During the CULT session, perforation of the ureter in the lower third was documented in 2 patients. This required placement of a stent and antibacterial therapy, which made it possible to arrest this complication. Proximal migration of the stone to the kidney was found in 3 patients, which predetermined the indications for stent placement and subsequent ESWL. An acute aggravation of pyelonephritis was registered in 2 patients. It was stopped with the conservative antibacterial therapy. The tool failed to be insrted in 2 patients in connection with a cicatricial deviation of the intramural section of the ureter due to bladder ruptures in the medical history. The problem of contact pyelolithotripsy, which proved to be required in all age groups, deserves to be discussed in detail. Indications for contact pyelolithotripsy in 47 (29.2%) patients included a stone of more than 20 mm in maximum linear dimension, a somatic status, especially in elderly and old patients, that did not permit open operative interventions, and ineffective prior ESWL [6, 10, 11]. In the case of contact pyelolithotripsy, the average sizes of kidney stones were equal to 24 ± 5 mm. Fragmentation of concrements was performed with single or dual pulses at an energy level of 0.6-0.7 J. The average number of pulses required for stone fragmentation was 40 ± 17pulses. During calculus fragmentation, the largest fragments were removed with forceps or the Nitinol basket. In all observations, the operation was completed with internal drainage of the kidney established through the placement of a stent. The remaining fragments of the stone were destroyed using ESWL. Duration of the treatment term for this type of therapy varied frm 1 to 6 months provided that the kidney was completely cleared of stone fragments. This type of therapy proved effective in 69% patients. It should be noted that, in spite of these results, it is advisable to use a ureteral sheath when performing contact lithotripsy of the upper urinary tracts, which facilitates the fragmentation process and evacuation of concrement fragments [6, 11].

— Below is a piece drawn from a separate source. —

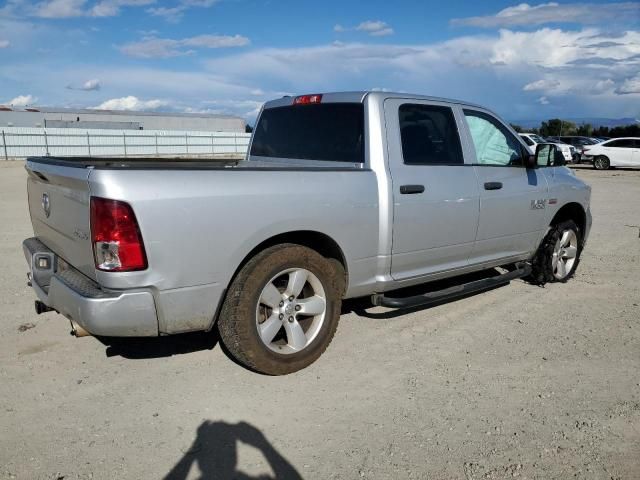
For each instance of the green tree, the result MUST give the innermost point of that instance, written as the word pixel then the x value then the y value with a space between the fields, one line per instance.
pixel 557 126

Conclusion. CULT is a highly effective and safe method of concrement destruction in urinary tracts, and ensures a positive result in 98% of treated patients. Contact nanopulse fragmentation of ureter stones should be performed with single pulses, beginning with low-energy pulses of around 0.45 J. Contact nanopulse pyelolithotripsy initially requires a higher level of pulse energy - around 0.6 J. The long-term existence of a stone in the urinary system increases the risk of intraoperative complications. CULT is a relatively safe method for the treatment of uroliths, having complication rate of less than 5%.